Carnitas torta and Ceviche at El Segundo

Following the wallet-friendly policy of other Mitchell restaurants, that torta bargain is part of El Segundo’s fine lineup of half-priced happy hour items. This roster also includes (happy hour prices are given): queso fundido ($5) — nicely broiled good Mexican cheese (not sloppy nacho goo) speckled with gratuitous beans and served in a cute little iron skillet with flour tortillas, plus, for $3 extra, salty chorizo; straightforward Mexican street corn ($3.50); hot tamales ($6) — glossy masa tubes packed with pot roast-like meat (mine were good-tasting but rather dry) served with “chili gravy” that conjured spicy coney sauce; ceviche ($6.50) — ample good shrimp and crab with diced onion, chile, tomato, effective avocado and surprisingly modest amounts of lime juice; inhalable calabacita flatbread ($5) — a crispy-yet-airy, flour tortilla “pizza” with zippy, thick salsa playing off loads of cheese and roasted lumps of corn and squash; and spot-hitting house margaritas ($6; the extra-refreshing spicy version is worth $1 extra).

Among never discounted fare is an impressive selection of tequilas and mezcals, some of which are available in sampler flights ($18 to $48).
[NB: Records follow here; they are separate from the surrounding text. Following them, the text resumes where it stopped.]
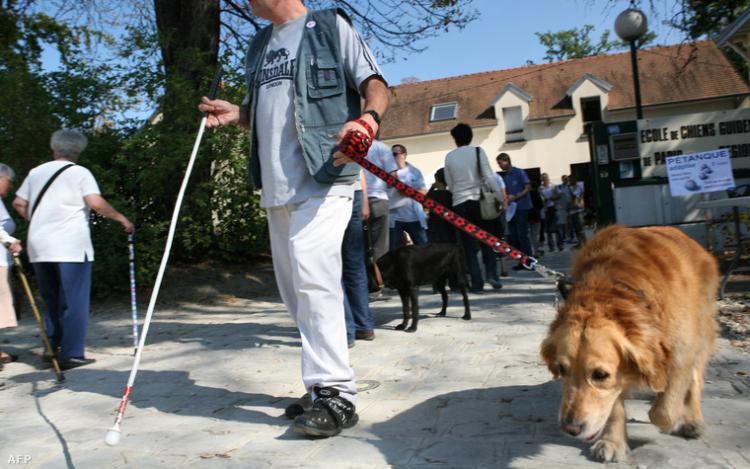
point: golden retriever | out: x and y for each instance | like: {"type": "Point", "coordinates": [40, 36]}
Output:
{"type": "Point", "coordinates": [639, 312]}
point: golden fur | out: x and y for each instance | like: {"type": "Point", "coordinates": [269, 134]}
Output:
{"type": "Point", "coordinates": [642, 316]}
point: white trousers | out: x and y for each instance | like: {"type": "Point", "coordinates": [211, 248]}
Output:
{"type": "Point", "coordinates": [306, 247]}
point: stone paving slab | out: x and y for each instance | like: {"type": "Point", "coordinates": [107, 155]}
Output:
{"type": "Point", "coordinates": [214, 381]}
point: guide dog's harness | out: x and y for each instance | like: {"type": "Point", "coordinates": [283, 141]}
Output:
{"type": "Point", "coordinates": [355, 146]}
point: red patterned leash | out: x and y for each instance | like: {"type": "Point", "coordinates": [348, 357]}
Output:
{"type": "Point", "coordinates": [355, 141]}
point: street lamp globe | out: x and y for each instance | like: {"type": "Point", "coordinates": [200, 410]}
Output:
{"type": "Point", "coordinates": [631, 24]}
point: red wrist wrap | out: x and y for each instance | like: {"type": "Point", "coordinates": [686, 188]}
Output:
{"type": "Point", "coordinates": [355, 145]}
{"type": "Point", "coordinates": [367, 126]}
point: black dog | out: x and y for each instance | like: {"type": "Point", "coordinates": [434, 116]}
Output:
{"type": "Point", "coordinates": [408, 267]}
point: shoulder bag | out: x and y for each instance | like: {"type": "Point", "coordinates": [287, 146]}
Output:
{"type": "Point", "coordinates": [24, 256]}
{"type": "Point", "coordinates": [489, 202]}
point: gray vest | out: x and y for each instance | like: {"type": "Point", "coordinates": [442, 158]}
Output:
{"type": "Point", "coordinates": [322, 101]}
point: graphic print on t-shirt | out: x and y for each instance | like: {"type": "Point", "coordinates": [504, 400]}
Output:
{"type": "Point", "coordinates": [278, 66]}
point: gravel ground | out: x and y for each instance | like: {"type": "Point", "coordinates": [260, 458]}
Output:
{"type": "Point", "coordinates": [734, 319]}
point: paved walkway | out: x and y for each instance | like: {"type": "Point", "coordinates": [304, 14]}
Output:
{"type": "Point", "coordinates": [214, 380]}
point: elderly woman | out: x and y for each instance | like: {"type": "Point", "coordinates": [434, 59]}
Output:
{"type": "Point", "coordinates": [59, 241]}
{"type": "Point", "coordinates": [7, 226]}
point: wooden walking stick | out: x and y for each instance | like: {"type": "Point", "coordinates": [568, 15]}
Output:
{"type": "Point", "coordinates": [17, 261]}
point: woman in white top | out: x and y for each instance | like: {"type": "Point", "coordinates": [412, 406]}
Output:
{"type": "Point", "coordinates": [7, 226]}
{"type": "Point", "coordinates": [466, 169]}
{"type": "Point", "coordinates": [59, 241]}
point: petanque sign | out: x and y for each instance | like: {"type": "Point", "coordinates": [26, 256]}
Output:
{"type": "Point", "coordinates": [664, 137]}
{"type": "Point", "coordinates": [709, 171]}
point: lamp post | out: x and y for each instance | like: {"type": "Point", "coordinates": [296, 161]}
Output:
{"type": "Point", "coordinates": [630, 25]}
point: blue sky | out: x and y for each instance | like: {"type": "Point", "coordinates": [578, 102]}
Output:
{"type": "Point", "coordinates": [503, 36]}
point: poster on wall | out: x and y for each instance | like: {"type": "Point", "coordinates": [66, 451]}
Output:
{"type": "Point", "coordinates": [663, 137]}
{"type": "Point", "coordinates": [709, 171]}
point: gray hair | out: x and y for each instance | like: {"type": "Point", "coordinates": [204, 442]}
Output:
{"type": "Point", "coordinates": [7, 171]}
{"type": "Point", "coordinates": [68, 143]}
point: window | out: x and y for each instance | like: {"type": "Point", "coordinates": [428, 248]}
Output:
{"type": "Point", "coordinates": [513, 124]}
{"type": "Point", "coordinates": [591, 109]}
{"type": "Point", "coordinates": [441, 112]}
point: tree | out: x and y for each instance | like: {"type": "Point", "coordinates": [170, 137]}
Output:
{"type": "Point", "coordinates": [698, 19]}
{"type": "Point", "coordinates": [576, 43]}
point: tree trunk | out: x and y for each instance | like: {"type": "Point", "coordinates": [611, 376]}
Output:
{"type": "Point", "coordinates": [189, 38]}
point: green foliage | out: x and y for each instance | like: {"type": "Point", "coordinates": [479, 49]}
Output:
{"type": "Point", "coordinates": [705, 18]}
{"type": "Point", "coordinates": [577, 43]}
{"type": "Point", "coordinates": [139, 166]}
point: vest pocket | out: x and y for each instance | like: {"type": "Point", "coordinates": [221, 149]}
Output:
{"type": "Point", "coordinates": [323, 77]}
These can be great palate-openers for tacos, which are only sold in three-taco platters ($14 to $18) accompanied by decent Mexican rice and a ramekin of good beans (get the beer-and-bacon-fortified borracho beans; “borracho” means “drunk”).  

Queso Fundido with chorizo at El Segundo

I picked the Three Amigos platter — it allows diners to select three different tacos — and enjoyed the fillings, which included: fragrant pork al pastor, a highlight sliced from a “trompo,” aka a rotating spit; crispy fish (fish-and-chips-style cod); and barbacoa (juicy brisket). I only wish the fillings hadn’t been so skimpy, and that El Segundo’s touted house-made tortillas had been longer griddle-toasted to make them more pliable and flavorful.      
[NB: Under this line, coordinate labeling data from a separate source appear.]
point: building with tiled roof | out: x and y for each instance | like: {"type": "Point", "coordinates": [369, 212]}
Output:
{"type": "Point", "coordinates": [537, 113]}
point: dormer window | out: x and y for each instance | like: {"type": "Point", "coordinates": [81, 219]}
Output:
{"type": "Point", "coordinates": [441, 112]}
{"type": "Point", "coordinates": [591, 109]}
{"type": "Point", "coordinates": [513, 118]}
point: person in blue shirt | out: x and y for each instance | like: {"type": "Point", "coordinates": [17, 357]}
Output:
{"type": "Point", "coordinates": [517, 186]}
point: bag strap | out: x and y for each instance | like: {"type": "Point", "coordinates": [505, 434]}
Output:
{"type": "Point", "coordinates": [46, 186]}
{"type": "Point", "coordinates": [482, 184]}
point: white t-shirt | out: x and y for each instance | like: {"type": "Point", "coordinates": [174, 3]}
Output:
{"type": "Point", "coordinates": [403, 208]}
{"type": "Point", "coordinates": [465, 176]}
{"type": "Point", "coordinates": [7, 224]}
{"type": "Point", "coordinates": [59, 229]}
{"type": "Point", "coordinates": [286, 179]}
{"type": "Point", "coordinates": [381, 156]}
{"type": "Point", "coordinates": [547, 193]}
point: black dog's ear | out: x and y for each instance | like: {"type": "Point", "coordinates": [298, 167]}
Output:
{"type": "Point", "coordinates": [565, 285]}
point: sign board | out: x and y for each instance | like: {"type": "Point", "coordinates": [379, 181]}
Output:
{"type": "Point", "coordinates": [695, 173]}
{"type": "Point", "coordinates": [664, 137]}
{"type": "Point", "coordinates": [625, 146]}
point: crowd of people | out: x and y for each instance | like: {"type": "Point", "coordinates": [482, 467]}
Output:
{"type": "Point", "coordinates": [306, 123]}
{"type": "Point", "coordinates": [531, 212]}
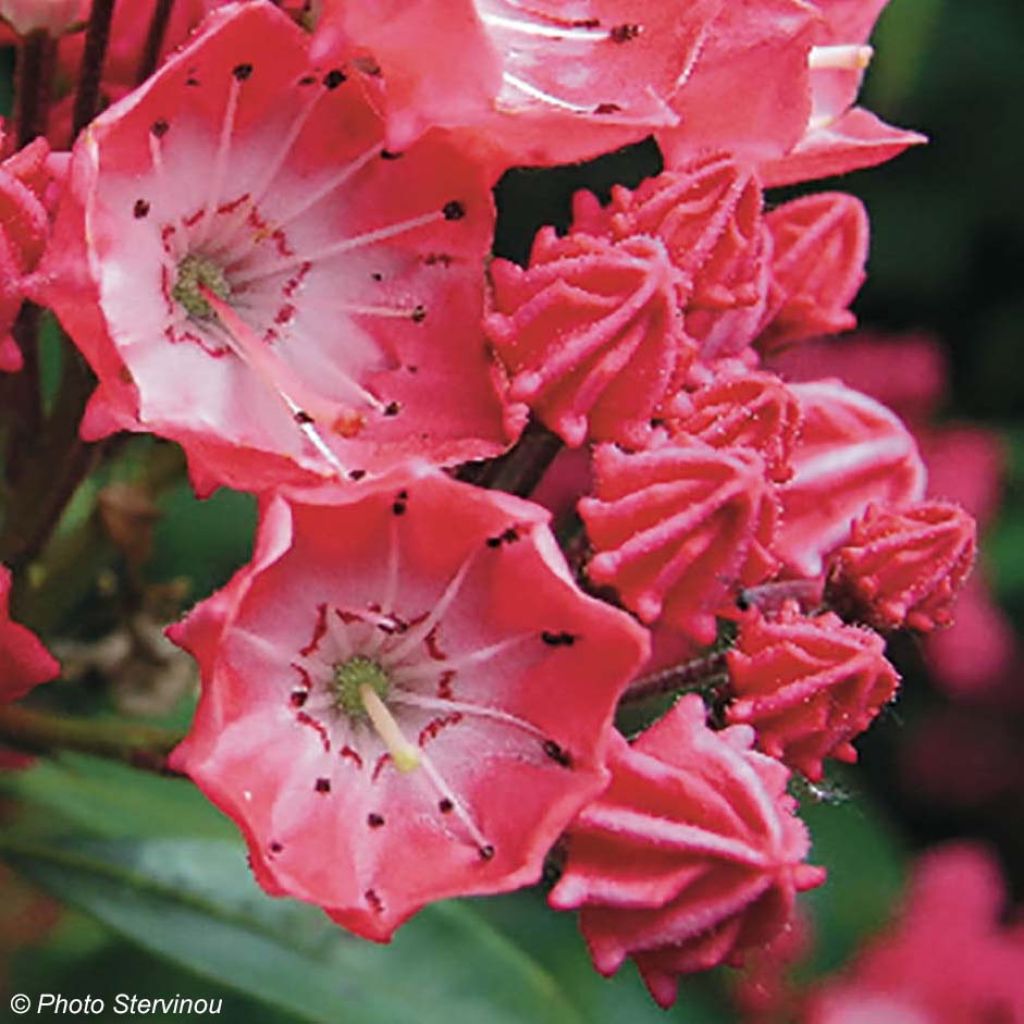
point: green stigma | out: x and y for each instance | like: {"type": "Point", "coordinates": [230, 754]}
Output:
{"type": "Point", "coordinates": [350, 677]}
{"type": "Point", "coordinates": [194, 271]}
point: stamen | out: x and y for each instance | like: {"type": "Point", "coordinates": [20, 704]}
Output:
{"type": "Point", "coordinates": [846, 57]}
{"type": "Point", "coordinates": [407, 758]}
{"type": "Point", "coordinates": [339, 248]}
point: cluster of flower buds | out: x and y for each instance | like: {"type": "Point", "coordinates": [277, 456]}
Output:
{"type": "Point", "coordinates": [274, 252]}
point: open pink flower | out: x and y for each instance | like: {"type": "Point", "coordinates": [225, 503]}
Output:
{"type": "Point", "coordinates": [851, 452]}
{"type": "Point", "coordinates": [808, 685]}
{"type": "Point", "coordinates": [679, 528]}
{"type": "Point", "coordinates": [904, 566]}
{"type": "Point", "coordinates": [383, 714]}
{"type": "Point", "coordinates": [252, 273]}
{"type": "Point", "coordinates": [539, 82]}
{"type": "Point", "coordinates": [818, 256]}
{"type": "Point", "coordinates": [708, 214]}
{"type": "Point", "coordinates": [25, 663]}
{"type": "Point", "coordinates": [947, 958]}
{"type": "Point", "coordinates": [590, 334]}
{"type": "Point", "coordinates": [690, 856]}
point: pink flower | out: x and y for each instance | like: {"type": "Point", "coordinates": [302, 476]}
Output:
{"type": "Point", "coordinates": [692, 854]}
{"type": "Point", "coordinates": [755, 411]}
{"type": "Point", "coordinates": [708, 214]}
{"type": "Point", "coordinates": [385, 717]}
{"type": "Point", "coordinates": [27, 182]}
{"type": "Point", "coordinates": [539, 83]}
{"type": "Point", "coordinates": [25, 663]}
{"type": "Point", "coordinates": [590, 334]}
{"type": "Point", "coordinates": [851, 452]}
{"type": "Point", "coordinates": [808, 685]}
{"type": "Point", "coordinates": [904, 566]}
{"type": "Point", "coordinates": [819, 252]}
{"type": "Point", "coordinates": [947, 958]}
{"type": "Point", "coordinates": [252, 273]}
{"type": "Point", "coordinates": [678, 529]}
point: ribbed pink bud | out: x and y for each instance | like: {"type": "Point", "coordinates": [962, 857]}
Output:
{"type": "Point", "coordinates": [903, 567]}
{"type": "Point", "coordinates": [590, 334]}
{"type": "Point", "coordinates": [755, 411]}
{"type": "Point", "coordinates": [678, 529]}
{"type": "Point", "coordinates": [692, 854]}
{"type": "Point", "coordinates": [820, 249]}
{"type": "Point", "coordinates": [808, 685]}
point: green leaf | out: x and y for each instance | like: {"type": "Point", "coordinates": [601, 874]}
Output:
{"type": "Point", "coordinates": [195, 902]}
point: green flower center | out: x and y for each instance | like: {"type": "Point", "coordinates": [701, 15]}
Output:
{"type": "Point", "coordinates": [350, 677]}
{"type": "Point", "coordinates": [196, 270]}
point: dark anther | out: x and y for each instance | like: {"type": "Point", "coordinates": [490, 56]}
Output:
{"type": "Point", "coordinates": [454, 210]}
{"type": "Point", "coordinates": [558, 639]}
{"type": "Point", "coordinates": [557, 755]}
{"type": "Point", "coordinates": [624, 33]}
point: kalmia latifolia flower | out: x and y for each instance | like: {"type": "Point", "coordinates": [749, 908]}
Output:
{"type": "Point", "coordinates": [904, 566]}
{"type": "Point", "coordinates": [678, 528]}
{"type": "Point", "coordinates": [591, 334]}
{"type": "Point", "coordinates": [818, 256]}
{"type": "Point", "coordinates": [808, 685]}
{"type": "Point", "coordinates": [539, 83]}
{"type": "Point", "coordinates": [28, 179]}
{"type": "Point", "coordinates": [692, 854]}
{"type": "Point", "coordinates": [24, 660]}
{"type": "Point", "coordinates": [251, 272]}
{"type": "Point", "coordinates": [851, 452]}
{"type": "Point", "coordinates": [708, 214]}
{"type": "Point", "coordinates": [406, 697]}
{"type": "Point", "coordinates": [948, 958]}
{"type": "Point", "coordinates": [754, 410]}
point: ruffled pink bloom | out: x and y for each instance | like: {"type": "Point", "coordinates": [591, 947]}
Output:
{"type": "Point", "coordinates": [678, 529]}
{"type": "Point", "coordinates": [808, 685]}
{"type": "Point", "coordinates": [819, 252]}
{"type": "Point", "coordinates": [851, 453]}
{"type": "Point", "coordinates": [28, 179]}
{"type": "Point", "coordinates": [948, 958]}
{"type": "Point", "coordinates": [709, 216]}
{"type": "Point", "coordinates": [755, 411]}
{"type": "Point", "coordinates": [839, 136]}
{"type": "Point", "coordinates": [775, 83]}
{"type": "Point", "coordinates": [904, 566]}
{"type": "Point", "coordinates": [539, 82]}
{"type": "Point", "coordinates": [385, 717]}
{"type": "Point", "coordinates": [251, 273]}
{"type": "Point", "coordinates": [25, 663]}
{"type": "Point", "coordinates": [590, 334]}
{"type": "Point", "coordinates": [692, 854]}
As further evidenced by a big and winning, tinga-like braised chicken burrito ($15, with rice and beans) and a semi-successful tres leches cake only dairy-saturated on the bottom ($6), this place can exhibit inconsistencies. And it’s hardly a cutting-edge operation like site predecessor Rigsby’s. But if you’re seeking bargains on fun Mexican food and drinks, obliging service and an appealing and cut-loose Short North setting, it’s hard to beat happy hour in El Segundo.